Daniel had a superstar realtor on deck to find a house. Daniel was secretly lobbying for limited helicopter service from Manhattan. There was a closed airfield about two miles out of town, and Daniel was talking to the right people, whoever they were. Daniel was looking into buying the house next to the Belfry, and the one on the north side, just in case expansion was in the plan. Cap Hunter, who was eighty-five and a longtime resident, was tempted, but the Beechams, in the big white house behind the screen of trees, were not.
To kick it all off, to show the town just how much serious glamour lay ahead, Lark and Daniel had moved Lark’s twenty-seventh birthday party to the Belfry. Lark was consumed with the plans, the complexities of which had been going on for six months at least. Only the venue had changed. They did not think it strange at all that a new director would rent out the museum to throw herself a party.
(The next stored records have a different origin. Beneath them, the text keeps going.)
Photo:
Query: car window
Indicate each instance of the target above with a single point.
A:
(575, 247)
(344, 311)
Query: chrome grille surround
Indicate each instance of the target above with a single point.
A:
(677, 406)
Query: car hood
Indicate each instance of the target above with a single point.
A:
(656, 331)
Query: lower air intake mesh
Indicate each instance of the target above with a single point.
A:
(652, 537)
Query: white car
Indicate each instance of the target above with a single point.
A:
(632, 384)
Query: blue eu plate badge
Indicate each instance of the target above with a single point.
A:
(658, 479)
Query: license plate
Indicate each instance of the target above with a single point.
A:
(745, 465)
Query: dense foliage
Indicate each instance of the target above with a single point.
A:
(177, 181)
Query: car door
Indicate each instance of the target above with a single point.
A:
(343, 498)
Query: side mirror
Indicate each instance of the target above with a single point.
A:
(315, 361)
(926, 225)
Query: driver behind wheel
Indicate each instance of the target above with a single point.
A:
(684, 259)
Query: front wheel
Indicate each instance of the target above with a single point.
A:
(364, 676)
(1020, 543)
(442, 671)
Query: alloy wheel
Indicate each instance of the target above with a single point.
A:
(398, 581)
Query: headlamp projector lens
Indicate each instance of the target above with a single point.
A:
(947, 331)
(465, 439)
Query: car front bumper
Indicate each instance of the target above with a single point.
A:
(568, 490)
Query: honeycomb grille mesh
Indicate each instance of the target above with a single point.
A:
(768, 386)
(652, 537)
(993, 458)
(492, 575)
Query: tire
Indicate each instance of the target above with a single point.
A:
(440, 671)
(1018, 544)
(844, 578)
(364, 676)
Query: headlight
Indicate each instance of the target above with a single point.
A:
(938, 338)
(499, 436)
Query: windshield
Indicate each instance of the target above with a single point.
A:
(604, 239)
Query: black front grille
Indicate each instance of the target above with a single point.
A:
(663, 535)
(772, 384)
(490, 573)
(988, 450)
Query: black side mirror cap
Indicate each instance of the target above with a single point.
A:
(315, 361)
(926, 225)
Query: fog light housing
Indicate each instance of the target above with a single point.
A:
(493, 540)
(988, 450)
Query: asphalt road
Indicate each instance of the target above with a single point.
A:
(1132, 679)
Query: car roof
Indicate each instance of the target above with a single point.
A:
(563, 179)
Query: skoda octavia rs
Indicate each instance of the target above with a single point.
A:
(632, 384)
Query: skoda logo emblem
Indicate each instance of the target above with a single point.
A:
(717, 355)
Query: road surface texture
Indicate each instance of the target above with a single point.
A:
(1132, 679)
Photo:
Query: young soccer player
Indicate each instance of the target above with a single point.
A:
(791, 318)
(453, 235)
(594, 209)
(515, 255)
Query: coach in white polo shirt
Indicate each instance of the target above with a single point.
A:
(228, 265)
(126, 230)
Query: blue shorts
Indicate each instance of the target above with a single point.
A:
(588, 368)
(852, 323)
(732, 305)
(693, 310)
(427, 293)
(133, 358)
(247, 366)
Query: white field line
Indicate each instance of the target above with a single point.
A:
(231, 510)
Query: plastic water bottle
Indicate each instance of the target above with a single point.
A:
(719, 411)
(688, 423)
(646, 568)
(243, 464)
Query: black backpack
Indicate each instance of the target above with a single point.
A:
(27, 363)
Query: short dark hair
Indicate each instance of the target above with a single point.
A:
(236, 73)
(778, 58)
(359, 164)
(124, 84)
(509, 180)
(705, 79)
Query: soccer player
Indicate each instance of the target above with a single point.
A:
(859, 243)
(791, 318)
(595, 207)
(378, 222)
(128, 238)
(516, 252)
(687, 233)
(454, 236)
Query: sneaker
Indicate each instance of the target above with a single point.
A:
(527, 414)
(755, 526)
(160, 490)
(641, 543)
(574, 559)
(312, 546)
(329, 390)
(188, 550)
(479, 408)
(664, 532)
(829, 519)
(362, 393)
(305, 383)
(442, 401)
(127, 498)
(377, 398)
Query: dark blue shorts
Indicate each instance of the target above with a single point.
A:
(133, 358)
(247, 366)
The staff was horrified, but it was clear that they didn’t count, and the board was busy panting to be invited.
Lark had used an event planner but hadn’t listened to him much, preferring to pick the music, the flatware, the plates, the food, the flowers, everything herself. Doe had no idea what this must have cost, but she no longer wondered about things like that. The dress code, Lark had decreed, was “e
mpyrean.” Doe was certain that mostly everyone had to look it up; she knew she had to, in the bathroom, right after she’d told Lark what a fabulous idea it was.
For Lark’s birthday gift, Daniel had commissioned the artist Dodge to fabricate oversized inflatables of Lark’s favorite animals—lambs, kingfishers, cats—in silver and white, her favorite colors. It was supposed to be kitschy but tasteful. Dodge had also designed a bouncy castle for grown-ups, which would be tethered to the lawn.
Doe and Lark had driven to Dodge’s studio in Brooklyn to see the work a few days ago. The artist had totally ignored instructions and his crew had fabricated surreal hybrid creatures built out of parts of raptors, hyenas, and wolves in bright primary colors. Flashing teeth and snarling faces. The face of one creature—part wolf, part raptor—Doe immediately recognized as Daniel’s. It was shocking and demented and silly, and Doe loved it. She’d stood back, watching Lark’s face. A woman who cared enough to spend weeks deciding on what shade of apricot was pale enough but still a color would certainly combust over acid-green hyenas and a mutant animal who looked like her dad.
Lark’s eyes had widened and she was silent for a long moment. Then she’d hooted with laughter and hurtled herself inside the pink bouncy castle—modeled, Doe learned much later, on the Camp 7 detainment area at Guantánamo Bay—to jump as high as she could, the castle leaning crazily to one side while Dodge laughed and told her to stop it, it wasn’t stabilized yet. Lark had bounced on her knees, laughing so hard she’d even snorted. “I’m inside a giant vagina!” she’d screamed.